Nasıl Büyük Çamlıca Camisi, Boğaz’dan geçenlere “burası Müslüman bir ülkedir” diyorsa, aynı şekilde yılların tartışması Taksim Camisi de ideolojik bir yapıdır ve inat siyasetinin ürünüdür. Yoksa ne caminin şekil ve şemaili ne de yeri hiçbir mimari gerekçeyle açıklanamaz.
Bugün Taksim Camisi’nin yükseldiği, eskiden otopark olan, Taksim Meydanı’ndaki arsayı mimari tasarım atölyesi derslerimde çokça konuşmuş ve zamanında öğrencilerim ile kafa yormuş, hararetli tartışmalar yapmışızdır.

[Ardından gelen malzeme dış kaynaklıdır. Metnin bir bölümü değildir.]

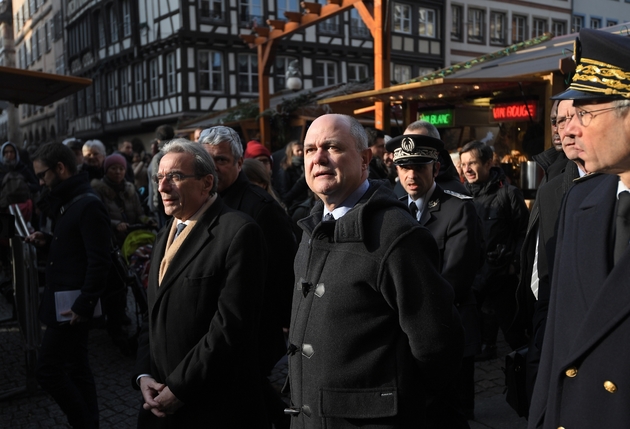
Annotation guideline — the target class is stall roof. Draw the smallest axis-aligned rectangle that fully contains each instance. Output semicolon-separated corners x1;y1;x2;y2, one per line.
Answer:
0;66;92;106
318;24;628;108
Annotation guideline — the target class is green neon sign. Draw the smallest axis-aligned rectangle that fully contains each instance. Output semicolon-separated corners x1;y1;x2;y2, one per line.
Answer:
418;109;453;128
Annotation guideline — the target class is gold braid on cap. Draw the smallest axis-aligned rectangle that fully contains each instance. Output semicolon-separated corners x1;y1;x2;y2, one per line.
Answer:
569;58;630;98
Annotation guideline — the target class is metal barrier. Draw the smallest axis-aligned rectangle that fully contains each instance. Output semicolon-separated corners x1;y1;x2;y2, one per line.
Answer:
0;205;42;400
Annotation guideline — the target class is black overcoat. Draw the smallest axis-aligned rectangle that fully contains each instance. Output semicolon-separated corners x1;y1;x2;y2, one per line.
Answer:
134;197;266;428
528;175;630;429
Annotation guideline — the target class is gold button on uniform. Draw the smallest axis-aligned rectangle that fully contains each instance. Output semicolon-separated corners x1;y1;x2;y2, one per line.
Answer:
604;381;617;393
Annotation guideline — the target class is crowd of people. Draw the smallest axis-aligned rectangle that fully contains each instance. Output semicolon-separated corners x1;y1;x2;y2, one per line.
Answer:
0;25;630;429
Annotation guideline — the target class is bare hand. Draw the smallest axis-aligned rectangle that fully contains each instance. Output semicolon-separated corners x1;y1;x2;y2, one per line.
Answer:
154;386;184;417
24;231;46;247
140;377;166;417
59;310;88;325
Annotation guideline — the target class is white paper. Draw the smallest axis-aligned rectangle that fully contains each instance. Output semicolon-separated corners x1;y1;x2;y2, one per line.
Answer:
55;290;103;322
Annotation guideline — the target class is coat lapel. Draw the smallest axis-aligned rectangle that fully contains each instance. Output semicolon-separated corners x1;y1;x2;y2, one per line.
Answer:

Değerli arsadır; maddi yani ekonomik değerinden bahsetmiyorum. İstanbul’un en kozmopolit bölgesinde bulunuyor. Yüzyıllarca Tarihi Yarımada, Karaköy, Kadıköy üçgenine hapsolmuş İstanbul’un 19'uncu yüzyılda modernleşme ile beraber ada-parsel-sokak kent düzeninde gelişen ilk bölgesidir. Tarihi bir bölgenin şimdiye kadar boş kalmış tek arsasıdır. Aynı zamanda Cumhuriyet’in yüzü Batı’ya dönük ilk modern meydanının hemen dibindedir.
Bu nedenle öğrencilerin tüm bu üst ölçekteki kentsel durumları, bölgenin İstanbul ile bağını, mekân örüntüsünü, toplumsal ayrımları ve aynı zamanda melezlikleri bir tasarım girdisi olarak değerlendirmeleri gerekir.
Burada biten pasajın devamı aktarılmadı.